– Ah. Sí, desde luego -me apresuré a contestar, pero al contemplar el objeto hinchado, de color negro y violáceo que sostenía el hermano Amiel, de pronto recobré mi facultad de raciocinio-. Hermano, temo que el avanzado estado de putrefacción nos impida… Es decir… dudo que la mayoría de las personas sean capaces de reconocer estos restos desmembrados, por íntimamente que hayan conocido a las víctimas.
– Pamplinas.
– Os lo aseguro.
– El vello de esta mano es negro.

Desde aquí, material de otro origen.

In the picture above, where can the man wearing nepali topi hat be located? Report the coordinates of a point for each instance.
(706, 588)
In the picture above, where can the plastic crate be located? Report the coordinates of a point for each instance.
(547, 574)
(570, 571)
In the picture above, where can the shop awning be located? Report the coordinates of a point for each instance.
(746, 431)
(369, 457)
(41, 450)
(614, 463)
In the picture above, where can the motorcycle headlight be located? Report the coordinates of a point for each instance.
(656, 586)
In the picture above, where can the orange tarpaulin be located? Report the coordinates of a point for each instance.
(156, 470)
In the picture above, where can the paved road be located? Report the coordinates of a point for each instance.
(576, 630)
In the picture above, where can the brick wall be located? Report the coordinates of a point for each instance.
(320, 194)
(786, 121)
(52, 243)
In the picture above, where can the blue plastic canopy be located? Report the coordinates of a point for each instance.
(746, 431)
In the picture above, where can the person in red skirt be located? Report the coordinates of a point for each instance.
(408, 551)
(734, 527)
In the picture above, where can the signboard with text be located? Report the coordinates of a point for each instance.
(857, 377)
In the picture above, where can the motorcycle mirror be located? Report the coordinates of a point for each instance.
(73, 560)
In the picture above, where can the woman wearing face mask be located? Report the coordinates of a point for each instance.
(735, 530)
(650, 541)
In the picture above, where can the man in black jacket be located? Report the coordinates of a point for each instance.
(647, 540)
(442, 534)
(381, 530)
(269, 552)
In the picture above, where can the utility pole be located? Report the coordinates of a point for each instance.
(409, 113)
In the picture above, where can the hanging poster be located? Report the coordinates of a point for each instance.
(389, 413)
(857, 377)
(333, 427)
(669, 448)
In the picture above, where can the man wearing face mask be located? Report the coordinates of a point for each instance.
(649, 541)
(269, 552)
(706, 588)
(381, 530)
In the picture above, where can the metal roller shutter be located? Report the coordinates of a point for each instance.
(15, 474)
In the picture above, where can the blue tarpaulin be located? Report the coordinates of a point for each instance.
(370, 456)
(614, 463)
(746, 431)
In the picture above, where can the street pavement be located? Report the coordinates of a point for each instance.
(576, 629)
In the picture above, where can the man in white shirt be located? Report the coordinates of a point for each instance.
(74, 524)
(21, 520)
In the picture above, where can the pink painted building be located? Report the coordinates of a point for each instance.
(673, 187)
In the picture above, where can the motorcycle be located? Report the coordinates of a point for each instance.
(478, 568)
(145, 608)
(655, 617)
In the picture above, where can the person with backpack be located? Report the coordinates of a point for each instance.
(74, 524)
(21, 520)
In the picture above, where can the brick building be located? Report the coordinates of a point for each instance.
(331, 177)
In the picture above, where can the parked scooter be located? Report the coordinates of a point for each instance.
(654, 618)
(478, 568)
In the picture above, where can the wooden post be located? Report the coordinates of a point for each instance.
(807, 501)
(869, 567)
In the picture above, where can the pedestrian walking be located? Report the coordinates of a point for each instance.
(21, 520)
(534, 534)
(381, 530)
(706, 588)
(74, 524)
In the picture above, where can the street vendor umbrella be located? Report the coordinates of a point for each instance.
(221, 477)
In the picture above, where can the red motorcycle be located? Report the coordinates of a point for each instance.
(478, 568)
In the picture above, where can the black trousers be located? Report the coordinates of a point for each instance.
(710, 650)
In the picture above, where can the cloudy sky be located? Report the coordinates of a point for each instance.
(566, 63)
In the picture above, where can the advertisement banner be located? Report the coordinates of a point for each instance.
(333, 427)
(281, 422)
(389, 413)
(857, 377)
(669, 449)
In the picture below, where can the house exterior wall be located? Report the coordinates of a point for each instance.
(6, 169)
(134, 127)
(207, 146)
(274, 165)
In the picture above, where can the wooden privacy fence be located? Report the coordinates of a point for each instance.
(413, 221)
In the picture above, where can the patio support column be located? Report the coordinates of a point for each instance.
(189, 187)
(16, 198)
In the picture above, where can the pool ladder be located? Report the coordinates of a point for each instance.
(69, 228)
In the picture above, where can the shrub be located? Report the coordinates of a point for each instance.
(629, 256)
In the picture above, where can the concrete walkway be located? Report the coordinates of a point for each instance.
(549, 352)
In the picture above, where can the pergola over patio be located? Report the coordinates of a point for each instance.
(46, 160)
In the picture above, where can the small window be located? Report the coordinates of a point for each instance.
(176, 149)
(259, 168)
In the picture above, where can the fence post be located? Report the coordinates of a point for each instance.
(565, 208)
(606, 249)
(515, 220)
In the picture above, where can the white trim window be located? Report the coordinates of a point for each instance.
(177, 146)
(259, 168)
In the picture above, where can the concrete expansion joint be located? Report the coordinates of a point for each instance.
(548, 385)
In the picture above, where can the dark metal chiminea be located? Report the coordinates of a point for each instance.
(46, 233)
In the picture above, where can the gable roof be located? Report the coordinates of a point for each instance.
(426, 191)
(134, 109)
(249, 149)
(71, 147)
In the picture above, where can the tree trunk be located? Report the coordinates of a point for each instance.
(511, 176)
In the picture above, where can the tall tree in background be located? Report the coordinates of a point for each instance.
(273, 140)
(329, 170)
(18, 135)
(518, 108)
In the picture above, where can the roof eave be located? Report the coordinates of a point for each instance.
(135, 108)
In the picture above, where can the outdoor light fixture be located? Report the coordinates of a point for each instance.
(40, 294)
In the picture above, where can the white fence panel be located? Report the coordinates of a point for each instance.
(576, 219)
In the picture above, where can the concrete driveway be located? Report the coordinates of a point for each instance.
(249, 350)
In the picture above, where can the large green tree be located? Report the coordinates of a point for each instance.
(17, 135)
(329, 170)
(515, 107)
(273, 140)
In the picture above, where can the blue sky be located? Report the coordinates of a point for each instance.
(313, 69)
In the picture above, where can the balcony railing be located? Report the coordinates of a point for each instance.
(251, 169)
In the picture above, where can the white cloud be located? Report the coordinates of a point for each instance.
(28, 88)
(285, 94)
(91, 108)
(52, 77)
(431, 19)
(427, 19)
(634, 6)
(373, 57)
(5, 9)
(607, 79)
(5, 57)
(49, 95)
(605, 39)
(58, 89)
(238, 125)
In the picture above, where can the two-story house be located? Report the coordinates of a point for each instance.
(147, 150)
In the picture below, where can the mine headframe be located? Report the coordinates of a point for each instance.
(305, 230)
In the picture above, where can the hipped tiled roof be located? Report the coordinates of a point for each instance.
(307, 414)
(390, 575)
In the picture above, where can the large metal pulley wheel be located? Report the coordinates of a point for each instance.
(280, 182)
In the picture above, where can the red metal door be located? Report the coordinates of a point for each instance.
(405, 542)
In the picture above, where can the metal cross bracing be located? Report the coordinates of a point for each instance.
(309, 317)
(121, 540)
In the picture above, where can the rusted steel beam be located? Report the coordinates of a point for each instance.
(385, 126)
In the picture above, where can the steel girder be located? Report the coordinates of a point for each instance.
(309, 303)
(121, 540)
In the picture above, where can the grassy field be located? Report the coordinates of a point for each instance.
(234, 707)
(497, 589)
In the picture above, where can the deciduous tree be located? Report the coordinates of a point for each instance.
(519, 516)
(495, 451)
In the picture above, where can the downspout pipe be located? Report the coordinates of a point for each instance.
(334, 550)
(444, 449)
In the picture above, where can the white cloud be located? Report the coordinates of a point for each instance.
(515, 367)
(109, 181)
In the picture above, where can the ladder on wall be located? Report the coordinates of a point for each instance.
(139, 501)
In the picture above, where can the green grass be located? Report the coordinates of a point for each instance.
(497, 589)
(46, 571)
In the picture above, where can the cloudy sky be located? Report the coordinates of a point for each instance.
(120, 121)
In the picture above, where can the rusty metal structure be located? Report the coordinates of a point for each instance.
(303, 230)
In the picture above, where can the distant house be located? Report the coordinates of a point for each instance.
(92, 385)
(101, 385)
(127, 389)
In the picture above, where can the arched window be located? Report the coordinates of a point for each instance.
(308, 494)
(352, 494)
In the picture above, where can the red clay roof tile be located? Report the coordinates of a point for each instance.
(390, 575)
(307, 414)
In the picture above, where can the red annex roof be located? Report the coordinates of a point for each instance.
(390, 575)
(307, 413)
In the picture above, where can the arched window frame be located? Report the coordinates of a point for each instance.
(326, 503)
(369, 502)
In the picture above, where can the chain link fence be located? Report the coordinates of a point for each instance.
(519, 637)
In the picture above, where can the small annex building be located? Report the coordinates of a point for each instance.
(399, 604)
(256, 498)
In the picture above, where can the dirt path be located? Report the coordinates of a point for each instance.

El de la rodilla es gris. -El hermano Amiel se expresaba con un tono condescendiente no exento de aspereza, como si le hablara a un niño estúpido, pero yo sentía unas náuseas demasiado intensas para ofenderme-. Siempre hay unos rasgos que la putrefacción no consigue eliminar.
– Sí, pero debéis tener en cuenta nuestra natural repugnancia -protesté, sabiendo que el hermano Amiel no había experimentado una natural repugnancia-. El espectáculo de esos restos… afectará profundamente a la gente…
– ¿De modo que nadie va a ayudarme?
– No confiéis en ello, hermano. Me limito a advertiros, nada más. -Y tras pronunciar esta advertencia, me retiré a toda prisa, en busca de la esposa del pobre Giraud Gantier y los familiares a quienes lograra convencer para que examinaran los restos de Giraud y sus camaradas.
Cuando regresé, lo hice acompañado por Pons. De los siete sargentos que quedaban a nuestro servicio, cuatro habían accedido a bajar de uno en uno, puesto que se alternaban para montar guardia, y tres se habían ido a dormir a sus casas después de haber cumplido el turno de noche. Yo había enviado al sustituto de Isarn, el nuevo mensajero, en busca de Matheva Gantier. Por más que me disgustaba pedirle que nos ayudara, no tenía otro remedio.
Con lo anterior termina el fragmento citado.